Get Your Blog Up

“This administration is populated by people who’ve spent their careers bashing government. They’re not just small-government conservatives—they’re Grover Norquist, strangle-it-in-the-bathtub conservatives. It’s a cognitive disconnect for them to be able to do something well in an arena that they have so derided and reviled all these years.”

Senator Hillary Clinton

Tuesday, November 30, 2004

Couldn't stop the fear

One of my friends has told me that I shouldn't get to upset when someone of the right says something wrong. But sometimes I just cannot help it. Take, for instance this statement by Del. Steve Landes, R-Weyers Cave, and the chair of the Republican caucus in the Virginia House of Delegates:
One thing I heard during the campaign was that Republicans were trying to use fear to motivate voters. I didn't hear that personally, but I suppose the argument has to do with the president saying that he supports traditional marriage, for example. But even that wasn't that big an issue, at least in terms of the Bush-Cheney campaign.

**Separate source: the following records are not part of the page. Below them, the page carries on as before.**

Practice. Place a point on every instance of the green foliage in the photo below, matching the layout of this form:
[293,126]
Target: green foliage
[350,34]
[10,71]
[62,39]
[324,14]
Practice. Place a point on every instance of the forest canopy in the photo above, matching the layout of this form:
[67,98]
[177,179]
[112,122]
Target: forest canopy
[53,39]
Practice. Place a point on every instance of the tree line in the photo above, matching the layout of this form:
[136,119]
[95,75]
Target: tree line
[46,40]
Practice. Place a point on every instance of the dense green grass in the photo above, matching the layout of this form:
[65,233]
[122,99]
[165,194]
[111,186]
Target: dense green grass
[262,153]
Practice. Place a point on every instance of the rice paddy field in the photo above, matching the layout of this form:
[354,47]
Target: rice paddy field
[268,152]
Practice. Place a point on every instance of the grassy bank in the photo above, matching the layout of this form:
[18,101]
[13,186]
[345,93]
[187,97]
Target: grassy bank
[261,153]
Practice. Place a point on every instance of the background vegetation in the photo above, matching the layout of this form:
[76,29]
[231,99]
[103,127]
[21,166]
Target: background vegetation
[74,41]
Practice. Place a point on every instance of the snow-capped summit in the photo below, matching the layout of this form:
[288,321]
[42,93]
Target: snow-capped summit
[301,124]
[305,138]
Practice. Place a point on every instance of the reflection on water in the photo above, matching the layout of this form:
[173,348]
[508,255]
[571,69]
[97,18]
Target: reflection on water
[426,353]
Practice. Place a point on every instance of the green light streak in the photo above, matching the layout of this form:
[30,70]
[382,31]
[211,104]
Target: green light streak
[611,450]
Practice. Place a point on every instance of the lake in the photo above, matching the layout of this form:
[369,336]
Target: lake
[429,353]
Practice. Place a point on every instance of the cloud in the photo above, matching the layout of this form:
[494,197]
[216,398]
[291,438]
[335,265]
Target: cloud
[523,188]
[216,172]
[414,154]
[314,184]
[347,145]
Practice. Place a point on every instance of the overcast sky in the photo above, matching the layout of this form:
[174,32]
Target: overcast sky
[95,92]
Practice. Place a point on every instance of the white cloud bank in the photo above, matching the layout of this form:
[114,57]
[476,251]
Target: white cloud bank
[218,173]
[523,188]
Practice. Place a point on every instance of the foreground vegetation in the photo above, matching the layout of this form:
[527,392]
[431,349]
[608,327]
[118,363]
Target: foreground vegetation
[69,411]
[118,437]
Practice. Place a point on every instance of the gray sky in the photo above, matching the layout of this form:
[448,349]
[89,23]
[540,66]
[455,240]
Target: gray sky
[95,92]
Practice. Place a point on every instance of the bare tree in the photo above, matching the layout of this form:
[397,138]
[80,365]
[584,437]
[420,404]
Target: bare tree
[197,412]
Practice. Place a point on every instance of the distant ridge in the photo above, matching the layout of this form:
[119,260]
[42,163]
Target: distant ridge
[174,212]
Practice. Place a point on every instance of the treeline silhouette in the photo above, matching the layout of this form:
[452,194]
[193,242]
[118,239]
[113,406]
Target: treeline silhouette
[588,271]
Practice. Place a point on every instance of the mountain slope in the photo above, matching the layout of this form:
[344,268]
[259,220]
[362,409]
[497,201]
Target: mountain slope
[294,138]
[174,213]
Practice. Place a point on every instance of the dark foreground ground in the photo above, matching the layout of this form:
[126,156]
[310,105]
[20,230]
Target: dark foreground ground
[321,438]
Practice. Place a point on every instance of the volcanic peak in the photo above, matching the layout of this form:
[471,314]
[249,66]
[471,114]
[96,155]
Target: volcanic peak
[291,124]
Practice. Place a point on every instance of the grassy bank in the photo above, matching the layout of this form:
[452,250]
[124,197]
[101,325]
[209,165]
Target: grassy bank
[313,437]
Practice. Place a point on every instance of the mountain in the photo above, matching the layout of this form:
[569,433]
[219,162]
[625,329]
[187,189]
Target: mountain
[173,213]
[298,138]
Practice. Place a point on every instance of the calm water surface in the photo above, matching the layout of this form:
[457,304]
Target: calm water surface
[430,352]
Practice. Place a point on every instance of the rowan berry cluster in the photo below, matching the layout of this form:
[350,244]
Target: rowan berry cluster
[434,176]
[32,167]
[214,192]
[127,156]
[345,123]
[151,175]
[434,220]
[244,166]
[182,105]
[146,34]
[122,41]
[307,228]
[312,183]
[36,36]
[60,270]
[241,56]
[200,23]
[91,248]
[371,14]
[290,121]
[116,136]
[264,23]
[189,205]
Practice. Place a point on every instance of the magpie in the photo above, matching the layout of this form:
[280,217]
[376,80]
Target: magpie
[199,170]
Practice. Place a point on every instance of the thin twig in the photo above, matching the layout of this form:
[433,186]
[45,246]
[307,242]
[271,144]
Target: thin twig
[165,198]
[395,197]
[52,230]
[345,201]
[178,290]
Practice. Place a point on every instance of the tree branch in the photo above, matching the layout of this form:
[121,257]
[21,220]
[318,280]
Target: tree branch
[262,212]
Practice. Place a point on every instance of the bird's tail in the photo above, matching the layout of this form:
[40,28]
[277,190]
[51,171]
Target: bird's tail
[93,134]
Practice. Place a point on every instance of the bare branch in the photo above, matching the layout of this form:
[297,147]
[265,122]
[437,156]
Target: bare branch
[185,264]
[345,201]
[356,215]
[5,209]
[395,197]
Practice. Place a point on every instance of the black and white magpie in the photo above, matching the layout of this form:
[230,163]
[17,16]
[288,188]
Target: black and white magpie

Didn't hear it personally, Steve? Let me refresh your memory:
"It's absolutely essential that eight weeks from today, on Nov. 2, we make the right choice, because if we make the wrong choice then the danger is that we'll get hit again and we'll be hit in a way that will be devastating from the standpoint of the United States," Cheney told about 350 supporters at a town-hall meeting in this Iowa city.

Note that Steve then makes a disconnect to traditional marriage as a fear tactic. Then he says even that wasn't a big issue. I seem to recall a certain President spending days fighting for an amendment to the U.S. Constitution that bars gays from getting married. That would make it a big issue.

What scares me most is not that people like Steve make statements like this, but that they actually believe them. Steve didn't hear the fear tactic because he didn't think Cheney's statement was one of fear, but of truth, and that it wsn't out of line to suggest at all.

Those that voted for Bush really felt that their man, the man who ignored all warnings leading up to Sept. 11th, the man who has proclaimed repeatedly that it is a matter of when and not if we get struck again, the man who is willing to watch a reform bill to better protect America with bipartisan support languish because he doesn't want to goad GOP leadership in the House into an uncomfortable decision, their man was the only one who could stop another attack on America. And to proclaim as much makes perfect sense as well.

There's was a fanatical devotion to a man who, despite a failure during his tenure, was the man to keep them safe. That, ultimately, was what got Bush elected again. Fear of terror and incumbancy. None of this moral values crap. They sold their man as the savior to their fears, and didn't care how immoral they had to be to do it.

Sadly, 51% of Americans who voted didn't seem to care.